|READY? FIRE! AIM... source: https://media.azpm.org/master/image/2012/4/6/2col-ff/civil-war_firing-line_fullframe.jpg|
I’ve long known that I can be impulsive and highly engaged when I’m passionate about something. In one anecdote, I was helping a friend move and we were working on taking apart the bed. I immediately started to remove the screws and bolts until my friend just lifted the frame and showed it was a simpler operation. In startups, I’ve been hooked on an idea and gone door-to-door that afternoon with businesses to test the idea.
Then more recently, there’s the awkward opportunity where I open an email up, and start writing all sorts of incredibly deep, probably overzealous, and yet genuine message. It just so happened to span several hundred words long… whoops! Having a “ready, fire, aim” mentality is dangerous. Being that way at 2AM is a whole other level. As “How I Met Your Mother” showed, “nothing good happens after 2AM”.
I was talking to an entrepreneur buddy recently about my overzealousness, he laughed, and said that it’s a common trait amongst entrepreneurs.
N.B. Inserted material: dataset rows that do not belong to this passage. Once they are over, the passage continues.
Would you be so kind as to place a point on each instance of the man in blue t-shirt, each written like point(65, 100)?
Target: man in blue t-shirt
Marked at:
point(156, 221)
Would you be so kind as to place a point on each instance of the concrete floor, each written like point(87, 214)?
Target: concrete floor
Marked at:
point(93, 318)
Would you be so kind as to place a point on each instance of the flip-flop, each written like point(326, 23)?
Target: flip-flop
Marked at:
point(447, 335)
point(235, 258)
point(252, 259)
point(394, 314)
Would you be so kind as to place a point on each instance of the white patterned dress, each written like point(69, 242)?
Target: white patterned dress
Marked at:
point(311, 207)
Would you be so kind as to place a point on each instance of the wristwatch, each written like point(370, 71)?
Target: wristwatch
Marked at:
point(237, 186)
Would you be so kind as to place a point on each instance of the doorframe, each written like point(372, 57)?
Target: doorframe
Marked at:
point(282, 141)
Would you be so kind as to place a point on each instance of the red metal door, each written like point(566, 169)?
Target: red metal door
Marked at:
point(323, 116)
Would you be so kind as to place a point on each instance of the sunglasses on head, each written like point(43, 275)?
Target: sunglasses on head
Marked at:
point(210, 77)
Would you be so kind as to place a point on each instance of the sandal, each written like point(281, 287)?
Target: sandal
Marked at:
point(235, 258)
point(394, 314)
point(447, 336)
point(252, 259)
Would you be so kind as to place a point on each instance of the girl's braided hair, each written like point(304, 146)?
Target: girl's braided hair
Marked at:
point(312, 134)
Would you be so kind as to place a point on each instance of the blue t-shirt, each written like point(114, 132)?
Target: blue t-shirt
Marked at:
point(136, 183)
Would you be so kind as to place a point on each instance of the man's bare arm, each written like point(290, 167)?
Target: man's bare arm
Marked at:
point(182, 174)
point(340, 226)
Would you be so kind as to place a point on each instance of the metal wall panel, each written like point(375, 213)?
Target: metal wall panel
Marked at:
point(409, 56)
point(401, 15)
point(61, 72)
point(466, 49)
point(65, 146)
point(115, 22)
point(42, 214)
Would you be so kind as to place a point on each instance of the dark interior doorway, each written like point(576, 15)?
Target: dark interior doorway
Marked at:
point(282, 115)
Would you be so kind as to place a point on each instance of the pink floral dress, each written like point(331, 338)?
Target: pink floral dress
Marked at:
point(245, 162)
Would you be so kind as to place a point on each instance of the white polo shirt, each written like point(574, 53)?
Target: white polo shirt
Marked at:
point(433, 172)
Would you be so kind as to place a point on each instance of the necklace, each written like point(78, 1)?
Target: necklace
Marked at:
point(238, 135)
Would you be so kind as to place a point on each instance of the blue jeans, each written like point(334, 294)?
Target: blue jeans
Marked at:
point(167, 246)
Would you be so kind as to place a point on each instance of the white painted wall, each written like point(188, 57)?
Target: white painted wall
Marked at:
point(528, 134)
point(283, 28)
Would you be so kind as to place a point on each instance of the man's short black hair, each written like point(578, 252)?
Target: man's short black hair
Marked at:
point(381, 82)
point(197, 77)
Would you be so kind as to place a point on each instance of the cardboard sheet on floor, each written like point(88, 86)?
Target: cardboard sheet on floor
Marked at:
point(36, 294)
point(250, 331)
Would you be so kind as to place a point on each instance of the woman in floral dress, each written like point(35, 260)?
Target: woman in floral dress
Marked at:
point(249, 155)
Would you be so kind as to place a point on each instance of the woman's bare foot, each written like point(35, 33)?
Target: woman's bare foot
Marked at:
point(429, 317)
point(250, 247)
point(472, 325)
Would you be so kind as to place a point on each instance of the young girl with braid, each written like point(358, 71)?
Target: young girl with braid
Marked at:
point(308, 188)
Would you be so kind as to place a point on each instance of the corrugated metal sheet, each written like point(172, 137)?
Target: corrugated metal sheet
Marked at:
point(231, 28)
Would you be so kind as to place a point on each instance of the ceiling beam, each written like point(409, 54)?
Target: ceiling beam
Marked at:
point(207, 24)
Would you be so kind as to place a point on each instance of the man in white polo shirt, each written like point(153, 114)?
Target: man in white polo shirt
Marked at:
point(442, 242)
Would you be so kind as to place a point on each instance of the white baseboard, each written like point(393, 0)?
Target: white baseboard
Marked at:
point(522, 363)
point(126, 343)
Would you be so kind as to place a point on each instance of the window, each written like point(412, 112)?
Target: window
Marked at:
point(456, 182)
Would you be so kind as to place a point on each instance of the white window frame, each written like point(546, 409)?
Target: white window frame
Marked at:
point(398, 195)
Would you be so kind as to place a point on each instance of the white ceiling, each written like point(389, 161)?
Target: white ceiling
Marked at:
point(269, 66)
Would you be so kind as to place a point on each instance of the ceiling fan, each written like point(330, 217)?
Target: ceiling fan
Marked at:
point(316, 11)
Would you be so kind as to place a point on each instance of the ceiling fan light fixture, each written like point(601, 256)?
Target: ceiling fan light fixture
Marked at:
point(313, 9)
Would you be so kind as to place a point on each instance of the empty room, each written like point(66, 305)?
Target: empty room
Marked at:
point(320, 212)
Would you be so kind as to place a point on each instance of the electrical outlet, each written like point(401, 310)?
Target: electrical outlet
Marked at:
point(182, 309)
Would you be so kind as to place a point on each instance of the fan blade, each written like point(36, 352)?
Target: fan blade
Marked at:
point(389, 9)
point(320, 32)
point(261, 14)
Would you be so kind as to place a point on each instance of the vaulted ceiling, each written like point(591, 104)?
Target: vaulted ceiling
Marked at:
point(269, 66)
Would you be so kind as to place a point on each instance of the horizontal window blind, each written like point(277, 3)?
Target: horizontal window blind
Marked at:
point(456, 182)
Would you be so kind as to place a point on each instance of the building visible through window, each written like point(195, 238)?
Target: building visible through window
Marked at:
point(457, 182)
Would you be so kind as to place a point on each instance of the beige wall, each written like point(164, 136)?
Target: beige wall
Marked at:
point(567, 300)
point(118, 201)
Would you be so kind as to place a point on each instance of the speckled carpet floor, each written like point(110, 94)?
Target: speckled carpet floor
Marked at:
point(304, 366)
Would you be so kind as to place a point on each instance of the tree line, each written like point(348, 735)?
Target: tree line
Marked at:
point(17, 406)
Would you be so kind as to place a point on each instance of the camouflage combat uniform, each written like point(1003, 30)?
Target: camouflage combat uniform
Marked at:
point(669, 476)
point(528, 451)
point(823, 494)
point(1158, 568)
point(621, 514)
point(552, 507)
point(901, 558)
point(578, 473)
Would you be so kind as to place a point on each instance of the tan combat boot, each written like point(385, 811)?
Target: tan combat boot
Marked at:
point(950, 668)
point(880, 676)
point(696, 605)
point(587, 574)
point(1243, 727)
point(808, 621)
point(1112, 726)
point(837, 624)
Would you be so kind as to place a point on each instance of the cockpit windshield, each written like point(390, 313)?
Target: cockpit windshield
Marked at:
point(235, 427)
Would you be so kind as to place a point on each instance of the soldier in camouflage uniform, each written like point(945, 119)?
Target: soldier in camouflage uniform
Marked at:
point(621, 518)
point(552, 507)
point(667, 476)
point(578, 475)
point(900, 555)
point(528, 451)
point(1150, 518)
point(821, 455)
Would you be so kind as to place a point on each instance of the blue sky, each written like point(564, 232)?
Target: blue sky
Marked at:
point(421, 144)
It can be good, and it can be bad. Some reflections from this most recent experience and how to embrace and mitigate this mentality:
- Can Impulse Be Sustainable? Everyone gets excited about something new from the get-go. However, is that impulse something that you can be excited about for weeks? Months? Years? Building a startup can be fun and in some ways, impulsive. However, the stamina required to continue a startup against the emotional, social, physical, etc. drains can be tough to overcome.
- Co-Founders/ Trusted Mentors Can Limit the Risk. I’m not a fan of being a one-man band (solo-preneur). I’m somewhat doing it now with a new idea (I’ll share later), but it’s a long, lonely road. Being highly passionate and with a “ready, fire, aim” mentality (I’m calling it RFA from now on) doesn’t quite let me bounce ideas or have a great yin to my yang. Especially when it comes to having a technical partner, I’m nowhere as productive. My co-founders at Body Boss always gave great feedback, and there was always at least one person who played devil’s advocate. This really enabled the team to bounce ideas and think customer-oriented, design-focused, etc.
- Passion Gives You Some Serious Freedom and Creativity. Like in my more recent passionate outburst, it can be hard for me to contain. It comes from a deep place within, and sometimes, that’s a really great thing. It can be highly inspiring for others while also incredibly liberating for you. Most people tend to hold back what they say or perhaps lack the words to put their thoughts into words (or actions). Being able to share can be an amazing way to share with others how you really feel. As a leader, this can be a powerful motivator.
- I admit – I don’t always KNOW what I’m doing, but I BELIEVE in what I’m doing. True story. Building Body Boss, for example, was a great learning experience. I didn’t necessarily have “formal” sales practice in the past, but I could really feel what needed to be done. Everything from building and managing the pipeline to creating campaigns for outreach (to be known later as “drip marketing”) was all bore out of feeling. I’m certainly a man of conviction!
- Don’t Overwhelm Others With Your Passions! Winston Churchill once said, “If I had more time, I would have written a shorter letter”. As I write my blog posts and crazy emails, I realize that I can be incredibly intense with how much I write. In fact, I’ve been called intense by a fair share of people. Oftentimes when I write a lot, it’s because I just sat down and started tip-tapping on my keyboard. If I take a little time out to think and let things digest, my words can be more concise and much easier to consume for the reader. In face-to-face settings, I need to work on listening more than speaking, even if it’s a passionate subject. Read: I should practice brevity and “passing the stick”.
Reflecting on my past, it’s clear how passionate I can get, and how they can quickly lead me down many paths. However, it’s important to temper those passions and that “ready, fire, aim” mentality with the right balance of conciseness and analytics. Analytics meaning being able to think holistically about areas and critically. Till then, I’ll need to also remember what my triggers are and put in the right stop-gates to mitigate sending crazy-long letters at 2AM even if they’re well-received. *phew* Write to the right audience! Or more generically, know your audience!
What are your thoughts about being passionate and the “ready, fire, aim” mentality? How would you practice a little patience and stem off potentially long diatribes to the wrong people?